The young students "didn't realize they were victimized," said the sheriff's department spokesman.
"They thought they were being blindfolded and gagged as a game," Scott added. "And they were rewarded with cookies or spoons full of sugar, (but) they did not realize the spoon contained semen."
A search of Berndt's home found hundreds of photographs depicting children and a video showing sexual bondage activity that "mirrored the bondage-type photos of the children," investigators said.
Los Angeles School Superintendent John Deasy said Berndt was removed from his teaching job in January 2011 after school officials learned of the police investigation.
A teacher for 30 years, Berndt initially challenged the school district's decision to dismiss him. But he eventually dropped his appeal and resigned last spring.

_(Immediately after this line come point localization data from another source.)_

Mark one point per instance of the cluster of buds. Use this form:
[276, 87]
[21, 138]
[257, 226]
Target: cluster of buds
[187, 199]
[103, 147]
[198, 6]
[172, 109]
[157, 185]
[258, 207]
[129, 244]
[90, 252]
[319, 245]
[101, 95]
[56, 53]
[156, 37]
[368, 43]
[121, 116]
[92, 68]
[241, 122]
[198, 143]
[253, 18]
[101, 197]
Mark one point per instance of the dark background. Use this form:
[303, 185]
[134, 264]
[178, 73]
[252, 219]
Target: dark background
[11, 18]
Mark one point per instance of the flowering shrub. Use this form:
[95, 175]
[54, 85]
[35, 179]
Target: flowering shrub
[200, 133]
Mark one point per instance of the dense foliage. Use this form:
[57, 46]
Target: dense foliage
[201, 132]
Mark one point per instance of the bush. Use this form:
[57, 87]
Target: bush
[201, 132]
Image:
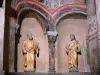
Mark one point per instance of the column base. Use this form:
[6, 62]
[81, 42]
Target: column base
[51, 70]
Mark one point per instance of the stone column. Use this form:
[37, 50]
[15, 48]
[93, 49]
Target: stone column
[52, 36]
[12, 44]
[2, 18]
[98, 21]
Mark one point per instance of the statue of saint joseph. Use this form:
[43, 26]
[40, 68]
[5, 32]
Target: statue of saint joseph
[72, 50]
[30, 48]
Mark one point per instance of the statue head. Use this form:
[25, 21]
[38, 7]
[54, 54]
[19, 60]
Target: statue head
[29, 36]
[72, 37]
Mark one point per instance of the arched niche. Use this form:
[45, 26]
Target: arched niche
[30, 21]
[71, 24]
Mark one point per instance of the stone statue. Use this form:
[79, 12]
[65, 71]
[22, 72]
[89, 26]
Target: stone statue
[30, 48]
[72, 50]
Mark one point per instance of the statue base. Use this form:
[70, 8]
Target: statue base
[74, 69]
[52, 70]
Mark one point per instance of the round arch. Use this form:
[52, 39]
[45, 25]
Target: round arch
[68, 13]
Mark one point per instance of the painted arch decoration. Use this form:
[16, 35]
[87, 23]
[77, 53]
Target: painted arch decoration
[51, 15]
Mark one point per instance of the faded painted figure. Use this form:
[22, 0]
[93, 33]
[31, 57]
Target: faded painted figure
[72, 50]
[30, 48]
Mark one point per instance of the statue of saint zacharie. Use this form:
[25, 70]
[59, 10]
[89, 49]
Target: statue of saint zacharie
[72, 50]
[30, 48]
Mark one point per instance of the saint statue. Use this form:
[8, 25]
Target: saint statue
[30, 48]
[72, 50]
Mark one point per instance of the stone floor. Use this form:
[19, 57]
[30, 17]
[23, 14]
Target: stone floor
[31, 73]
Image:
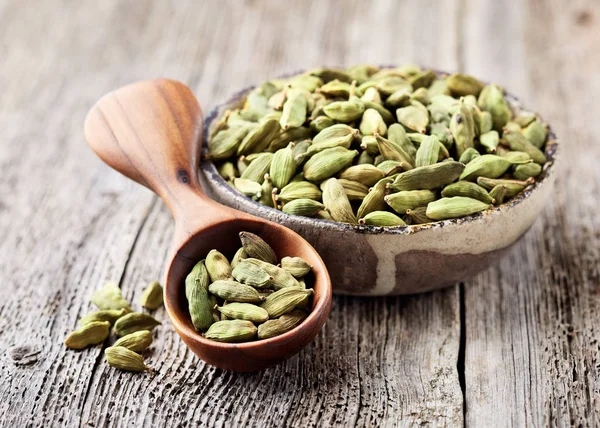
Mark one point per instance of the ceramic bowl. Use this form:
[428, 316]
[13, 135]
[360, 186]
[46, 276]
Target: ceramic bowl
[375, 261]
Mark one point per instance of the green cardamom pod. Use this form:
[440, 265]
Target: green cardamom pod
[409, 199]
[232, 331]
[281, 325]
[110, 315]
[285, 300]
[280, 278]
[136, 342]
[382, 219]
[457, 206]
[428, 177]
[196, 292]
[134, 321]
[122, 358]
[303, 207]
[152, 297]
[296, 266]
[337, 203]
[244, 311]
[92, 333]
[257, 248]
[250, 274]
[233, 291]
[468, 189]
[328, 163]
[109, 297]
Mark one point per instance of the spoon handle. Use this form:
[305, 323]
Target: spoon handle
[151, 132]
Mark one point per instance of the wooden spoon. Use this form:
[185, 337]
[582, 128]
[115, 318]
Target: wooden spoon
[152, 133]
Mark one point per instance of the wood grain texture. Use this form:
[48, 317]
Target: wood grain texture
[68, 223]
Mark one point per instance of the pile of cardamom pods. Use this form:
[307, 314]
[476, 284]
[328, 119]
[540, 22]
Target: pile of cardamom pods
[134, 329]
[227, 301]
[380, 147]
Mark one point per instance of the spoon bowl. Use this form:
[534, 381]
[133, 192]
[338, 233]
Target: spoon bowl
[152, 133]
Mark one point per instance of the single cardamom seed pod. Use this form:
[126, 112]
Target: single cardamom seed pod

His arrest in January precipitated a broader fallout over the adequacy of safeguards for the school's students and the prospect of more victims.
Days after Berndt was taken into custody, another Miramonte Elementary teacher -- Martin Springer, 49 -- was arrested and charged with three felony counts of lewd acts with a girl under age 14. He has pleaded not guilty.
The school board subsequently shut Miramonte for two days, during which the board reconstituted the entire staff in the 1,400-student school. Miramonte is in unincorporated Los Angeles County within the Florence-Firestone area, about 6 miles south of downtown Los Angeles.